There also is the effect that the grouping matters - other things being equal, your kid will succeed more when put in a class where other students have higher parental investment, rather than when put in class with a lot of poor students having issues with absenteeism and higher incidence crime and/or substance abuse.
In essence, people are willing to pay a premium in real estate prices just so their kids would not grow in a community of kids who cannot afford this premium.
Certainly. My ultimate point was that because of the coded language, saying a "good school district" doesn't exist is, to me, equivalent to saying the problems rayiner made explicit don't exist. Just because it's a polite term doesn't mean people don't understand what it signifies, and also doesn't mean the good/bad school divide doesn't exist. I made my point poorly and wish I hadn't, as it has led to misunderstanding.
Unfortunately, I haven't kept up on my data for about 15 years, but back then two of the most strongly correlated factors of a student's performance were 1) how many books were in their home, and 2) how many college educated adults lived nearby. The amount spent per student had a tiny positive correlation. That said, I'm sure there's a minimum baseline of spending per student that needs to be achieved.
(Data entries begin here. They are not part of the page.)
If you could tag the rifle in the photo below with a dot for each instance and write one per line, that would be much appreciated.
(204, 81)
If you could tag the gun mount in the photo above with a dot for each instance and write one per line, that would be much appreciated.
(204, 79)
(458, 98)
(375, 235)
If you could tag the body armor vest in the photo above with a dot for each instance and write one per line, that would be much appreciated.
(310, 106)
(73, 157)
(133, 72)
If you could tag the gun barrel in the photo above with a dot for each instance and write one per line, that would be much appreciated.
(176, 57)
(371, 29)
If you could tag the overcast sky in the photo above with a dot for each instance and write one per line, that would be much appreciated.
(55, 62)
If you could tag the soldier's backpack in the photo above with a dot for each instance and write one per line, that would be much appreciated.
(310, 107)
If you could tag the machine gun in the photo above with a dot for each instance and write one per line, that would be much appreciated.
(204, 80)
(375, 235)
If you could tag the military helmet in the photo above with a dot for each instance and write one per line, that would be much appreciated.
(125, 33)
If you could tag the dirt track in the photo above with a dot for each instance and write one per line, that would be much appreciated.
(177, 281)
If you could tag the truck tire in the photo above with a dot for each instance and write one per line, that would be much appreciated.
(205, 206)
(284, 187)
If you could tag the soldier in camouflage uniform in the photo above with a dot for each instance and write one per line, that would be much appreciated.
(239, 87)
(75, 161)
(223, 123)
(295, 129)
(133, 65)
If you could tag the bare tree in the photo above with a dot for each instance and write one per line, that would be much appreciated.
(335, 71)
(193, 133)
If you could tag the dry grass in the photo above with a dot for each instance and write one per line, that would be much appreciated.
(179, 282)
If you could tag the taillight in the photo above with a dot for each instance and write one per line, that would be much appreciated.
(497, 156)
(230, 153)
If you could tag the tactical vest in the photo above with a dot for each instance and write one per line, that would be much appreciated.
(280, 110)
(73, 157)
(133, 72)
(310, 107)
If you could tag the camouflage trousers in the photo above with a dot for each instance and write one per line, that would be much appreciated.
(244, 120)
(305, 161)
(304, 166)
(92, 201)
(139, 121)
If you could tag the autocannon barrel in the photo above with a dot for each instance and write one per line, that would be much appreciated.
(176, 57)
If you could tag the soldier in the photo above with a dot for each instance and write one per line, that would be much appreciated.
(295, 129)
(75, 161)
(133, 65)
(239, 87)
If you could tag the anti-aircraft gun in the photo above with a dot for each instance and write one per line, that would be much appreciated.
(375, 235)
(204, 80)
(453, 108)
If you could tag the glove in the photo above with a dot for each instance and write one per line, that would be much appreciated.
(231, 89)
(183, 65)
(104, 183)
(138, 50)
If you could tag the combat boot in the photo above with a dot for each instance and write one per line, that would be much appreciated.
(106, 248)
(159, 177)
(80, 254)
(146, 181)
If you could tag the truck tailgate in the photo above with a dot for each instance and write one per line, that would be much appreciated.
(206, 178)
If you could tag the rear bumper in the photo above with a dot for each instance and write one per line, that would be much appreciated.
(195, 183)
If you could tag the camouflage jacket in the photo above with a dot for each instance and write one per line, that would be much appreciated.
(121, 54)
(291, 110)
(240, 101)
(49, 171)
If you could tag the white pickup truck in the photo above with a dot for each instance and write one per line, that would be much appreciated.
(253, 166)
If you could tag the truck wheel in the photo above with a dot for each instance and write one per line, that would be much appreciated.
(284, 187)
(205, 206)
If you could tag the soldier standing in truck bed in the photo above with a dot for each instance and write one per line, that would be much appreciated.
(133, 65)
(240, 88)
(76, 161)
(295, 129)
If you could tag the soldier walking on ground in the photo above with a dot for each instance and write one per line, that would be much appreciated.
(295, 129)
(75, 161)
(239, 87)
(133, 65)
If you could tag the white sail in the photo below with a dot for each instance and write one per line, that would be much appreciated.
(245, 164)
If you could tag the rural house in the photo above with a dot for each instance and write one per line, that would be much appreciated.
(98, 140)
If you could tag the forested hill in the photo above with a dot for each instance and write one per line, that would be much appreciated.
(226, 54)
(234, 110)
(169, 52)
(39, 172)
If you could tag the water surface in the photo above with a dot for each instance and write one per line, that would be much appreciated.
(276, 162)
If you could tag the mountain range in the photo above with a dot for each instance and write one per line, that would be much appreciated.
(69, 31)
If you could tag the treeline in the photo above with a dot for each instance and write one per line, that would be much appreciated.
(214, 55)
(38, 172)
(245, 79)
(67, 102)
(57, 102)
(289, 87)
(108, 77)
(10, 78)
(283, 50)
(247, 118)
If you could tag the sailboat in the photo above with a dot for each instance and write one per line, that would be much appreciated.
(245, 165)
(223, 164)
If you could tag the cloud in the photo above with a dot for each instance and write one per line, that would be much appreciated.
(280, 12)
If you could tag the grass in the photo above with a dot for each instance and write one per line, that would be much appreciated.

With all the raise to the top and gates foundation money floating around since then, I'm sure there is better data now. But, those factors really stuck with me.
It would be really interesting if we could factor-identify the problem as one that's fundamentally about racism. I don't suspect that this is going all that well as a project.
What we find is that race matters less than whether or not the kids have the resources and interest to exploit schools properly. The factors behind that are profound - you might consider "The Wire" a dozens-of-hours essay on the nature of the problem and it ended without much conclusion.
My Mom taught poor kids. They were of many races, but they all had the same basic problems.
The problem in the U.S. isn't that we have "good schools" and "bad schools." It's that we have extreme segregation along racial and economic lines. Our policies create pockets of schools that are 90% low-income (and usually a similar percentage black or hispanic). It's a symptom of a society with extreme segregation and wealth inequality, not a cause.